Angaben zu seiner Person und zur Sache machte der 43-Jährige zum Prozessauftakt nicht, seine beiden Verteidiger kritisierten die schriftliche Zusammenfassung der polizeilichen Videovernehmung der Frau als in weiten Teilen unkorrekt. Außerdem sei das Dna-gutachten fraglich: So könnten die Spuren seines Mandanten bei der Geschädigten und jene der Frau beim Angeklagten auch indirekt in den jeweiligen Intimbereich gelangt sein, etwa bei einem Toilettengang, nachdem sie zuvor harmlosen Kontakt miteinander hatten.
Ob das realistisch ist, ob es vielleicht aber auch zu einvernehmlichen Geschlechtsverkehr gekommen, womöglich gegen Bezahlung, oder ob eben doch das vom Staatsanwalt geschilderte Sexualdelikt vorliegt, das möchte das Gericht in bis zu elf Verhandlungstagen mit Unterstützung von zwei psychiatrischen Sachverständigen herausbekommen. Was die Ausgangslage für den Angeklagten nicht gerade einfacher macht, ist der Umstand, dass er – auch wegen sexueller Vergehen – vorbestraft ist und bei einer erneuten Verurteilung sogar eine Sicherungsverwahrung denkbar wäre. Auf der anderen Seite steht die Glaubwürdigkeit der jungen Frau auf dem Prüfstand. Das Problem dabei: Sie sei nur bedingt belastbar, verliere in Gesprächen schnell die Konzentration und Motivation zur Mitarbeit und erzähle „irgendwelche Dinge“vor allem dann, wenn man ihr zu schwierige Fragen stelle, so das Urteil einer psychiatrischen Gutachterin vor Gericht.

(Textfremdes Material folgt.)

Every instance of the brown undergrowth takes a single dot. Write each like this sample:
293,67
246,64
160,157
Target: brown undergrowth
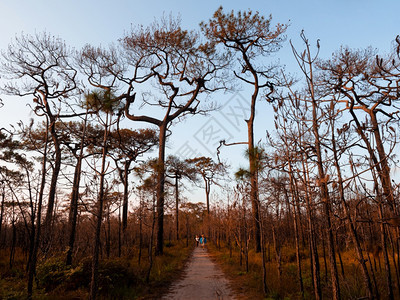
119,278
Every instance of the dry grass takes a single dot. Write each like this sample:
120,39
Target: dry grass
120,278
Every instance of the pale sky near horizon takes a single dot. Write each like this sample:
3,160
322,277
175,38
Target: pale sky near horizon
353,23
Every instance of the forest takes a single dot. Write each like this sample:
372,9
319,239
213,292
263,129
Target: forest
93,203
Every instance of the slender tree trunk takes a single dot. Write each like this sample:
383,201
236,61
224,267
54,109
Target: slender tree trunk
3,196
160,190
54,179
99,217
177,205
32,263
125,204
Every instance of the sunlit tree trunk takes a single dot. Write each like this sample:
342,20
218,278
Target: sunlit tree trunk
99,216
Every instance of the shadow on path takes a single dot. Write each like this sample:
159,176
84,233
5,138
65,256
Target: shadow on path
202,280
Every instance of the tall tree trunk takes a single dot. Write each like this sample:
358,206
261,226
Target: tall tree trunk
160,189
99,217
125,205
73,213
32,263
177,205
54,179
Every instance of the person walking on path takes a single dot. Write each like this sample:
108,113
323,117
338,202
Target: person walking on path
202,280
203,241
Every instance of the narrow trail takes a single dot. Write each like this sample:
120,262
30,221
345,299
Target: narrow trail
202,280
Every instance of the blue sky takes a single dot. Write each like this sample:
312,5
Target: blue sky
354,23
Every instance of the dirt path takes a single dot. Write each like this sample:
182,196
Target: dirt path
202,280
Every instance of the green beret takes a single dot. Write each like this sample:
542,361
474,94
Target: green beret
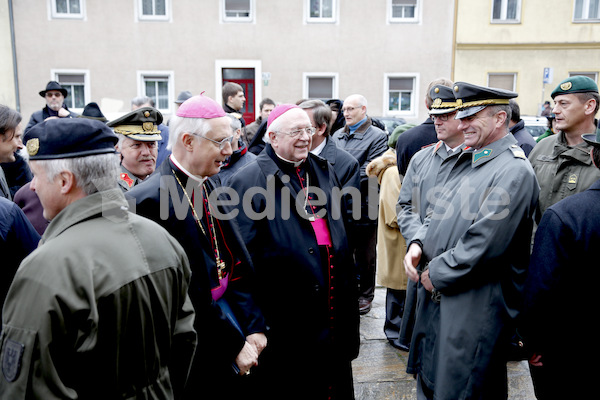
141,124
575,84
69,138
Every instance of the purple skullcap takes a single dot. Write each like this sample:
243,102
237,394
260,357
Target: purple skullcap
200,107
279,111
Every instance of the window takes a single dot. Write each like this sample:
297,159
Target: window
400,95
403,10
591,75
507,81
77,85
158,86
154,10
321,86
506,11
74,9
321,10
238,10
587,11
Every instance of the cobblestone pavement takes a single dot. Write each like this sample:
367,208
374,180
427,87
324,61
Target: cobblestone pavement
379,370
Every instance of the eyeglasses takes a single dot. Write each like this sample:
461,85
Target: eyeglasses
348,109
442,117
310,130
221,144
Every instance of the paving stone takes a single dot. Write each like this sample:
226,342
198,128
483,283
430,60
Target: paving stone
379,370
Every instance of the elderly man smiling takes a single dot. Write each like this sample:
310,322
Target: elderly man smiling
306,282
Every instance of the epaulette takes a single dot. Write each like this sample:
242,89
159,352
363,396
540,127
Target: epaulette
125,178
518,152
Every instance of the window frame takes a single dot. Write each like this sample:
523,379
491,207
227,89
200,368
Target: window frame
248,19
54,74
153,17
306,76
503,11
169,76
585,10
54,14
322,20
395,20
514,76
414,104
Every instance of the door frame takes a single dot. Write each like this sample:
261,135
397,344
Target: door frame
255,64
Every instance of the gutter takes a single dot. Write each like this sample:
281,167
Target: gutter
14,55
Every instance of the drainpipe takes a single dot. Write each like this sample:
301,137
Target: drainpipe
14,55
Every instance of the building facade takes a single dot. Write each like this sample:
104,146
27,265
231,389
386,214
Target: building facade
528,46
113,50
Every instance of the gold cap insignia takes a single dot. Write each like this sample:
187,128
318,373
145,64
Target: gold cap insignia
33,145
566,86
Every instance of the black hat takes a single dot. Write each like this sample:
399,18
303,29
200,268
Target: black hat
68,138
141,124
473,98
183,96
92,111
53,85
443,100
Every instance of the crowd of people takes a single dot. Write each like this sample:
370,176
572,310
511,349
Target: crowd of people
208,257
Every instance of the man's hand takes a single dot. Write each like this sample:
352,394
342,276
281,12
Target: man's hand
247,358
259,340
411,260
426,282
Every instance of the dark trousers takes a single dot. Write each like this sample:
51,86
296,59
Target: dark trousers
365,256
394,309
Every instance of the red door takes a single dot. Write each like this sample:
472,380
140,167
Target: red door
245,78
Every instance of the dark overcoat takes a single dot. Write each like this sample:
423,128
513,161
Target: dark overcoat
560,292
219,341
312,314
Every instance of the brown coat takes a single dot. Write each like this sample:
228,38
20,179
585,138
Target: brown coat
391,246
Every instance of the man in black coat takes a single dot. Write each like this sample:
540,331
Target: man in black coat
290,218
178,196
556,319
55,107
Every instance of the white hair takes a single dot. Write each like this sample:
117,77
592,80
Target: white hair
92,173
180,125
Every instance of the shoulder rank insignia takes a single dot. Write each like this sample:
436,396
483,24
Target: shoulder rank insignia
125,177
481,154
518,152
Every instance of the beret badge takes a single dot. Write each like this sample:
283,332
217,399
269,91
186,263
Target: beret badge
33,145
566,86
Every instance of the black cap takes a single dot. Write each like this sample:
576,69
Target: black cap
443,100
141,124
183,96
92,111
473,98
53,85
68,138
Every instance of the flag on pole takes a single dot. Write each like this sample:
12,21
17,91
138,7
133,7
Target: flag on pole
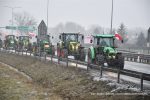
118,37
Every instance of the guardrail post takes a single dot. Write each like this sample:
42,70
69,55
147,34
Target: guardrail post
30,52
77,63
67,59
118,78
40,56
141,82
101,71
22,52
58,59
51,57
26,52
15,50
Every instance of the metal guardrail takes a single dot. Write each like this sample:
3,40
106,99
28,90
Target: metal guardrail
141,58
135,74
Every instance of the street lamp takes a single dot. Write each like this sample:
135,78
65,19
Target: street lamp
12,9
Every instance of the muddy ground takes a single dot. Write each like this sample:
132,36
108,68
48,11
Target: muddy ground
67,83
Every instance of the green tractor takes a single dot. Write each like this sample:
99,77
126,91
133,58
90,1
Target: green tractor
43,45
24,43
70,44
10,42
104,51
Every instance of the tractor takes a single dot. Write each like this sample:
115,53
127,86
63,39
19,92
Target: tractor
104,51
43,45
10,42
70,44
24,43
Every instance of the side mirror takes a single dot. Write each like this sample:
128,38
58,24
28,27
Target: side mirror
59,36
82,37
91,41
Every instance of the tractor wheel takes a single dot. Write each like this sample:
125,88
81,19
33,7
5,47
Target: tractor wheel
89,58
58,52
53,50
100,60
120,62
82,55
64,53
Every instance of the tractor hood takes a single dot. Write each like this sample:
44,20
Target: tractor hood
109,50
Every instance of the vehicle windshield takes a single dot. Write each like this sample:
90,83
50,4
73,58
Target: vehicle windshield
73,37
108,42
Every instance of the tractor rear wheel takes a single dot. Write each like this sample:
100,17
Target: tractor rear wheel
53,50
64,53
89,58
82,55
58,52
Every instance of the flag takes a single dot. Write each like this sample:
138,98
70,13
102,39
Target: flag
118,37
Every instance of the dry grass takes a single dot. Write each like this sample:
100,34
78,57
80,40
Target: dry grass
67,82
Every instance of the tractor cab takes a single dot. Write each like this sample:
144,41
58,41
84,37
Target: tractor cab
104,40
71,40
10,42
24,43
71,44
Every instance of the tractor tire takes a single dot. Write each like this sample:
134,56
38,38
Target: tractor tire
77,56
100,60
90,61
58,52
82,55
64,53
53,50
120,62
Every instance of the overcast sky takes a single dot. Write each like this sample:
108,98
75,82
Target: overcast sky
133,13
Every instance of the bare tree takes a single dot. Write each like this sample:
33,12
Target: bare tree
24,19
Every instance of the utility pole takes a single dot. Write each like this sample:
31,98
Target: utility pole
12,11
112,16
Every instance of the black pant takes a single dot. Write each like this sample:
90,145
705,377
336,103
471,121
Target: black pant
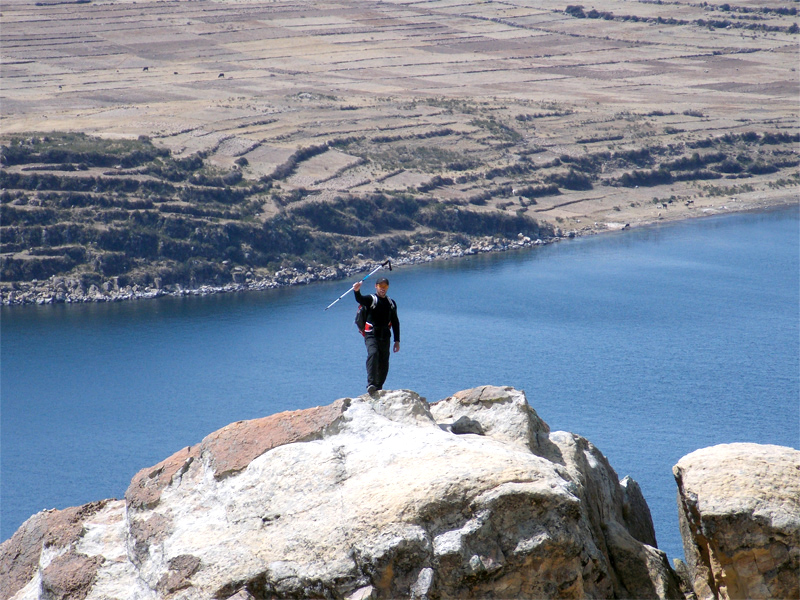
378,344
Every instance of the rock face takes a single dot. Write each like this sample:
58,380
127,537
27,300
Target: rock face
739,509
370,497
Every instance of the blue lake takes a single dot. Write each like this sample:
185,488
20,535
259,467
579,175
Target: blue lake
651,343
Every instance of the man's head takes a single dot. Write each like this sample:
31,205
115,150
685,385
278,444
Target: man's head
381,286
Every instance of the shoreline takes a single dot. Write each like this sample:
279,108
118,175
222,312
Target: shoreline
56,291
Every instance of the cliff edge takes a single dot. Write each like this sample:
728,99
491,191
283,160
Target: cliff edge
739,511
369,497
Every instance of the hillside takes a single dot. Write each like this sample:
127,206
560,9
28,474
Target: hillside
175,145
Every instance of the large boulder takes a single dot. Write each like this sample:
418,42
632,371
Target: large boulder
739,510
370,497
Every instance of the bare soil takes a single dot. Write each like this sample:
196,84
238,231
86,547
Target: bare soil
260,79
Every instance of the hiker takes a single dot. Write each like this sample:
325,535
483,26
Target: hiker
381,321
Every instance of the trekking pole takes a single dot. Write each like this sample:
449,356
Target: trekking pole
383,265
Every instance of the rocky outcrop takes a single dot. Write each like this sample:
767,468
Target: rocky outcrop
739,510
370,497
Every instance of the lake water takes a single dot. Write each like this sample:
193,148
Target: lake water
651,343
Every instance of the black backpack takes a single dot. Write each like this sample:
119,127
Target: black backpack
361,313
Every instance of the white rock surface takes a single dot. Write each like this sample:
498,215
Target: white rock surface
739,510
365,498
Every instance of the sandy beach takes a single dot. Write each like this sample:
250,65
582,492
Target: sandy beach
402,92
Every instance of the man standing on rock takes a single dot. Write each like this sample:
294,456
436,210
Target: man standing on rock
381,321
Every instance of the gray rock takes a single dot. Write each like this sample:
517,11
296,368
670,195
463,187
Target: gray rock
366,498
739,511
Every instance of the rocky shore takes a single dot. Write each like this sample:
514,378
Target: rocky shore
61,290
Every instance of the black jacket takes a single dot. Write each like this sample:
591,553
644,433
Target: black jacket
381,315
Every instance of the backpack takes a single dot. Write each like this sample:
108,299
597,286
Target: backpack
361,313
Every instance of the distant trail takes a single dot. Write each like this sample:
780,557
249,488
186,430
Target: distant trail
567,204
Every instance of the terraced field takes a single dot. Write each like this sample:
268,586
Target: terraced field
300,134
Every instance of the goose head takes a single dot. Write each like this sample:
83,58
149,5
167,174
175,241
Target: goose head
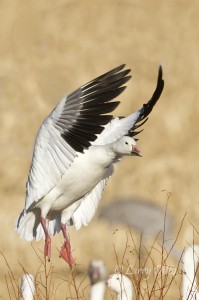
126,145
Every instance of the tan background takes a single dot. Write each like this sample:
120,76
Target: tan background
49,48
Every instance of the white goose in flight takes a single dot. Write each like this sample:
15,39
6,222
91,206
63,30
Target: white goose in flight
74,153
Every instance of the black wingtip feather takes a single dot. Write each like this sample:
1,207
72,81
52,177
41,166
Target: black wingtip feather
92,102
147,107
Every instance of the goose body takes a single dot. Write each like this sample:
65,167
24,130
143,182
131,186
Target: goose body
98,275
74,155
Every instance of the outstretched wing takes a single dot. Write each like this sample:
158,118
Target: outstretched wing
119,127
70,128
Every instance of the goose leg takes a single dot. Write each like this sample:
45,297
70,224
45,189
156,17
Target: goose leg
47,247
65,251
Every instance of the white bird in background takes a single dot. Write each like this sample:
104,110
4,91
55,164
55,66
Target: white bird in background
121,285
27,288
149,219
98,274
190,288
74,153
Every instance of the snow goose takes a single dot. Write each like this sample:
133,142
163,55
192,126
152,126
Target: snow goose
146,217
73,157
27,288
190,290
121,285
98,274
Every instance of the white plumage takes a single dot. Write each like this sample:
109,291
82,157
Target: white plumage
74,153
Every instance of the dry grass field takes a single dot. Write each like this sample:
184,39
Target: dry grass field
49,48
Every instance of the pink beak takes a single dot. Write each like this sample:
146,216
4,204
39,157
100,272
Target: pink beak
136,151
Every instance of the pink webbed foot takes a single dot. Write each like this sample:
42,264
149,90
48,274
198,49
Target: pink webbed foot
66,254
47,248
65,251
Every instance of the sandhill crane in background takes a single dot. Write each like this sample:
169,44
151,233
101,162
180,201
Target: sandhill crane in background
98,275
121,285
145,217
190,289
27,287
74,155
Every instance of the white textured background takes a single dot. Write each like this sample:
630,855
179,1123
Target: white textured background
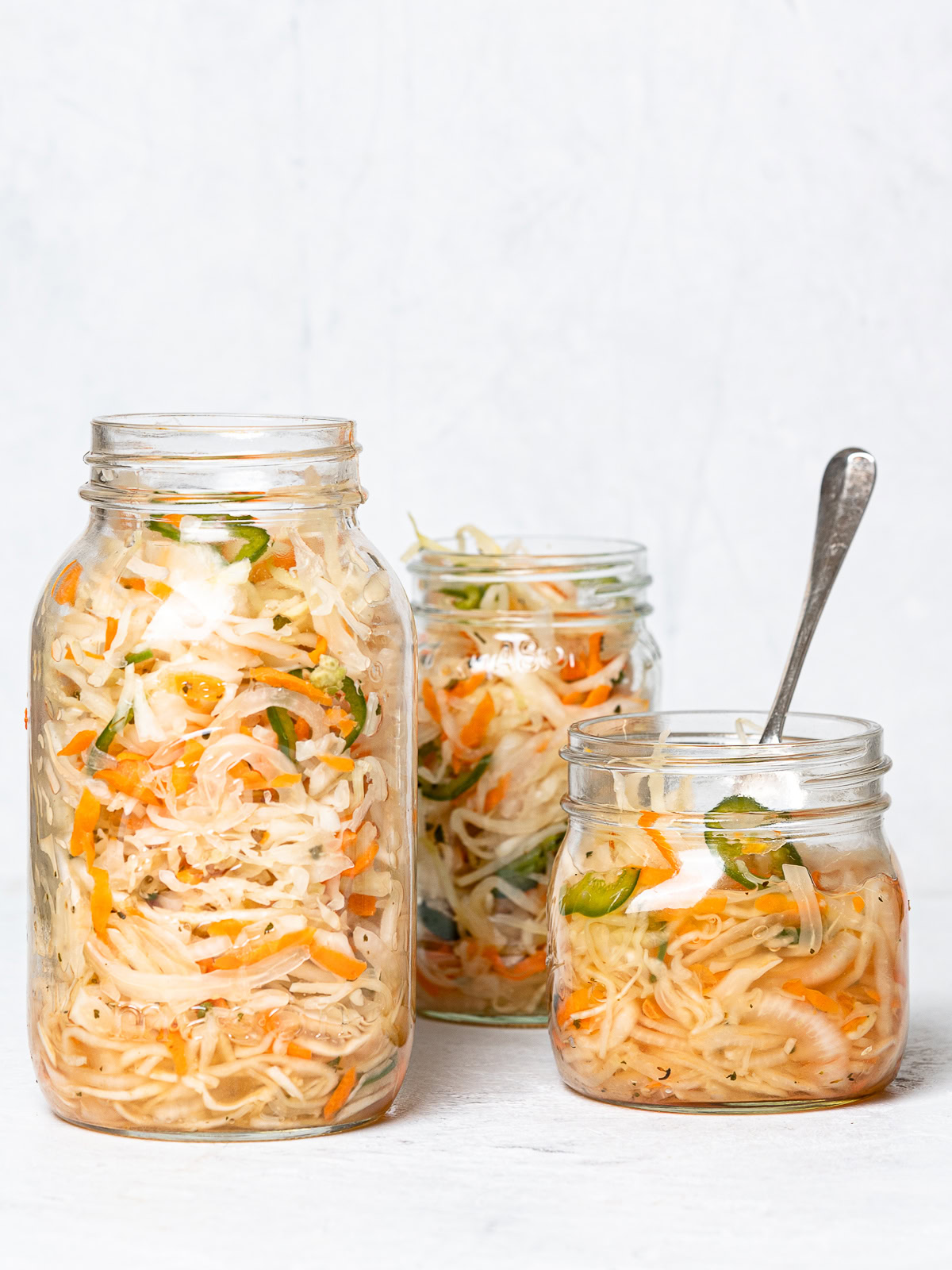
631,268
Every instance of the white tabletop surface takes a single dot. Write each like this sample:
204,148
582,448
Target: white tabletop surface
486,1160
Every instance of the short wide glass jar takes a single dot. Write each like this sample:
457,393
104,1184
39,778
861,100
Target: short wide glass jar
222,738
516,645
727,924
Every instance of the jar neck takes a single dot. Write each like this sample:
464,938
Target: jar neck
211,464
683,765
574,582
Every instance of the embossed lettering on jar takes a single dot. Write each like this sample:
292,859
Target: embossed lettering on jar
727,922
222,737
516,645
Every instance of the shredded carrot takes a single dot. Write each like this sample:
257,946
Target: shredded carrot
594,653
338,963
774,903
340,762
598,695
230,926
177,1048
282,679
80,742
711,905
65,587
583,999
474,733
340,1094
361,905
201,691
497,794
255,950
653,1010
84,822
429,700
127,778
466,686
363,861
532,964
101,903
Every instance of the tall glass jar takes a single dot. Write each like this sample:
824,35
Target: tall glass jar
727,922
516,645
222,738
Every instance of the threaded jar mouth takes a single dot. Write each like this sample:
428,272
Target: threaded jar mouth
184,459
685,762
581,579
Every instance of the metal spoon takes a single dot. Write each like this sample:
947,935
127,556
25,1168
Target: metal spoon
846,489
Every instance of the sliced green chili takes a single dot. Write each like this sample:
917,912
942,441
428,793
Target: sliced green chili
144,654
520,873
446,791
594,895
283,727
438,922
112,729
167,529
357,704
465,597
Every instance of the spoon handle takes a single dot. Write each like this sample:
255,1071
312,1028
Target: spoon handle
847,486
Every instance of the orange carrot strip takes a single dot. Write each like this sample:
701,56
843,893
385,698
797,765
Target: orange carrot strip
363,861
361,905
65,587
711,905
429,700
101,903
497,794
594,653
255,950
80,742
282,679
340,762
466,686
474,733
338,963
340,1094
598,695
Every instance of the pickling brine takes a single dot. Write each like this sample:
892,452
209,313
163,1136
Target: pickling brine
516,645
222,741
727,924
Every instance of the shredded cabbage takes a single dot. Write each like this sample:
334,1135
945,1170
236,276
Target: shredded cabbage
225,876
498,696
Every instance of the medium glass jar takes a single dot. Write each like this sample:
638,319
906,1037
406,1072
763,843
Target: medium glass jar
516,645
727,922
222,737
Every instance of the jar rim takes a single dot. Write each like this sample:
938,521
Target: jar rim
681,740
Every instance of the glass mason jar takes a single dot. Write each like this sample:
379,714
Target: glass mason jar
222,738
516,645
727,922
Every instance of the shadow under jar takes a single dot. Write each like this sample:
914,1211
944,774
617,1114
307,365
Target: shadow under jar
514,648
222,736
727,922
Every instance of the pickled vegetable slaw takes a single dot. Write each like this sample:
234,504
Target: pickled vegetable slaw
508,664
222,886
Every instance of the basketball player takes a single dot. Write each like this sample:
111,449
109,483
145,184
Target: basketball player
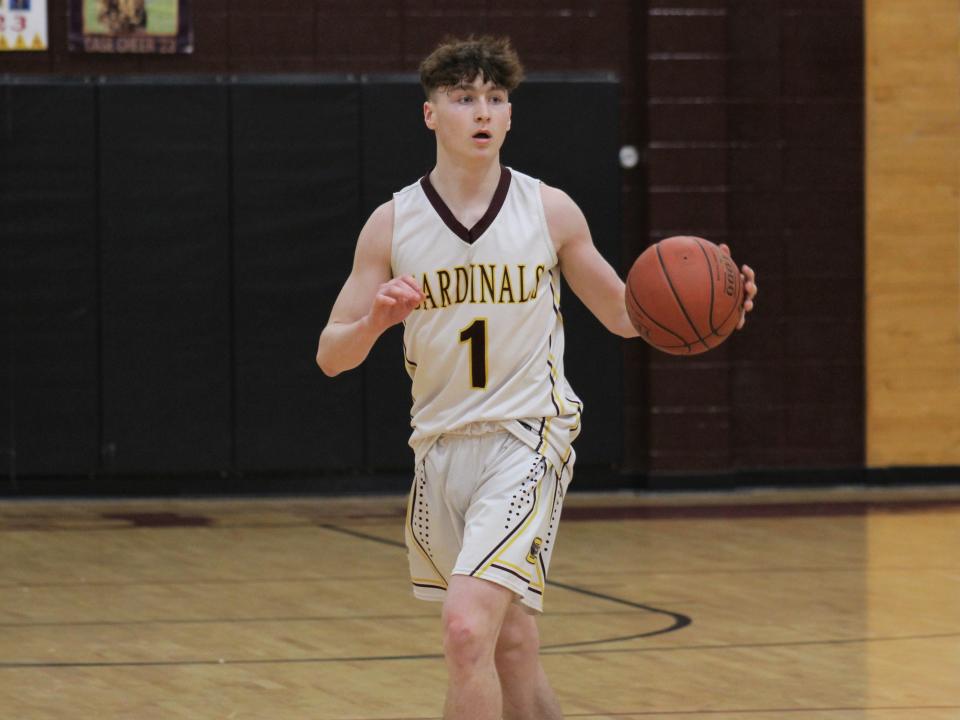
469,260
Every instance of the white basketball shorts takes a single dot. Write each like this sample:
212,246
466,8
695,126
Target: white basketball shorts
487,506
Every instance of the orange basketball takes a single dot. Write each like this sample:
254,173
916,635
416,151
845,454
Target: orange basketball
684,295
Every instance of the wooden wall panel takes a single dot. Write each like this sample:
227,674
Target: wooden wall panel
913,232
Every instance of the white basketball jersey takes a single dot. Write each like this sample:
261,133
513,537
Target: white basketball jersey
486,346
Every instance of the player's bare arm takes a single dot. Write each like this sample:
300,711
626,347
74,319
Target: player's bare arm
589,275
370,301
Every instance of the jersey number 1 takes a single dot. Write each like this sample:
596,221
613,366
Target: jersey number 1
476,334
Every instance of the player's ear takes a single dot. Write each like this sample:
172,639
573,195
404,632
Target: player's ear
428,115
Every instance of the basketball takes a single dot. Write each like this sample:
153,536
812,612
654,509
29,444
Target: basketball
684,295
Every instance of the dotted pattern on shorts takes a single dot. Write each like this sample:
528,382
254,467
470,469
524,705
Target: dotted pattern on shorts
522,500
421,513
555,515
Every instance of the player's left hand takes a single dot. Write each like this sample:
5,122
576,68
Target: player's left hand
749,279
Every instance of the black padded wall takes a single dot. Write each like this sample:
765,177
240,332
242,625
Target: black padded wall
165,277
172,249
398,149
50,278
296,189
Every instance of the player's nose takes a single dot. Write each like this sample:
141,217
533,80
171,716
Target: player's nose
482,109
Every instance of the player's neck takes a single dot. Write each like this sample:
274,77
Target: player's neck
461,185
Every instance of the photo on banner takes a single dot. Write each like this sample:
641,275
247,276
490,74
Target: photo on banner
23,25
131,26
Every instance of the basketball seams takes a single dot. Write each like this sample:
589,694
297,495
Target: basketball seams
706,257
666,275
663,327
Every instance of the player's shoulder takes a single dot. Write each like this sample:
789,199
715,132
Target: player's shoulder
558,207
378,230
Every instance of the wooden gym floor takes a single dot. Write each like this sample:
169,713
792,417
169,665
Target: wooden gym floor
837,604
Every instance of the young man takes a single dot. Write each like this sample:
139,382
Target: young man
468,259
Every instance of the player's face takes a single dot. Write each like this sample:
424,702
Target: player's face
471,120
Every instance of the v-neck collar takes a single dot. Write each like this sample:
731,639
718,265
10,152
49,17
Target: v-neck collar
468,235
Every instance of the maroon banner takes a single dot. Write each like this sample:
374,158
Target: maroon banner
130,26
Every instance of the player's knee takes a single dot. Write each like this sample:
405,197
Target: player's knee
518,644
466,640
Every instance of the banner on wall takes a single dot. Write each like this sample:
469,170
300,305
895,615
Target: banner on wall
23,25
130,26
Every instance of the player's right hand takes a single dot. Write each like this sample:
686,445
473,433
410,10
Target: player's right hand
394,301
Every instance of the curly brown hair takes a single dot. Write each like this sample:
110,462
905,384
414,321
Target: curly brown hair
456,60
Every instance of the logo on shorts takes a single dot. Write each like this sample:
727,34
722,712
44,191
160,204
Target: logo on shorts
534,551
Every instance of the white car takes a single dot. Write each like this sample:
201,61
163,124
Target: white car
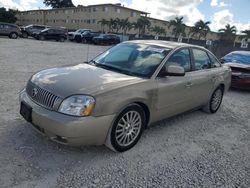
71,35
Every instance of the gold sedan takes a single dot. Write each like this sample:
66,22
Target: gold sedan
114,97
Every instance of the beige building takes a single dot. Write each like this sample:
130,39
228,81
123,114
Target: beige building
79,17
88,17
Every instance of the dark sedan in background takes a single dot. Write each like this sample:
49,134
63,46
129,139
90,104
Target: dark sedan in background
58,34
239,61
30,30
106,39
86,37
10,30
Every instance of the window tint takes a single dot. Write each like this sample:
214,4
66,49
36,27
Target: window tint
121,55
201,60
214,61
181,58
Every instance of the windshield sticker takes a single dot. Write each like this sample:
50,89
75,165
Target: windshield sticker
158,50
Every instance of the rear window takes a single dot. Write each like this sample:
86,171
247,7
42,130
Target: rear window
201,59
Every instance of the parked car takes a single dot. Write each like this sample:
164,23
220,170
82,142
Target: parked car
114,97
71,35
106,39
86,37
10,30
57,34
239,61
30,30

So wurde die 19-Jährige am zweiten Verhandlungstag nur eine knappe Stunde lang vernommen, davon eine Zeitlang im Beisein ihrer Mutter – jedoch unter Ausschluss der Öffentlichkeit. Öffentlich blieben jedoch die Vernehmungen der Familienmitglieder der 19-Jährigen. Die Mutter, der Vater und zwei Geschwister schilderten am Zeugentisch, wie sie die Tochter beziehungsweise Schwester an dem fraglichen Abend im Januar nach der Rückkehr aus Ehingen ins elterliche Haus im Kreis Biberach erlebt hatten. Zunächst sei man davon ausgegangen, dass sie die Nacht zuvor bei ihrem damaligen Freund verbracht habe, bis sich herausstellte, dass sie bei einem Bekannten gewesen sei. Und dieser habe sie, zusammen mit seiner Verlobten, tags darauf zu einem Treffen bei einem entfernten Verwandten – dem Angeklagten – in der Sammelunterkunft in Ehingen mitgenommen. Davon habe man erst am späten Nachmittag erfahren, als der Bekannte und seine Verlobte bei der Familie aufkreuzten, um dieser zu berichten, dass die Tochter noch in Ehingen sei und der entfernte Verwandte sie nicht mehr gehen lasse. Dass es sich dabei laut dem Bekannten „um keinen guten Menschen“handle, trug nicht gerade zur Beruhigung der Familie bei. Zumal die 19-Jährige von den Zeugen als jemand geschildert wurde, der Fremden gegenüber unbedarft aufgeschlossen agiere. Allerdings waren die Aussagen der Angehörigen vor Gericht teilweise geprägt von Erinnerungslücken und Widersprüchen gegenüber ihren Angaben bei der polizeilichen Vernehmung im Januar. Der Tenor der Schilderungen lautete: Nachdem sie der Angeklagte am Abend nach Hause gebracht habe, habe die junge Frau verstört gewirkt, aber nur zögerlich davon erzählt, dass sie mit dem Mann Sexualverkehr gehabt habe – gegen ihren Willen. An Details wollte sich niemand erinnern, aber daran, dass sie offenbar Geld von dem 43-Jährigen bekommen hatte – als Lohn, Schweigegeld oder aus anderem Grund, wusste wohl niemand.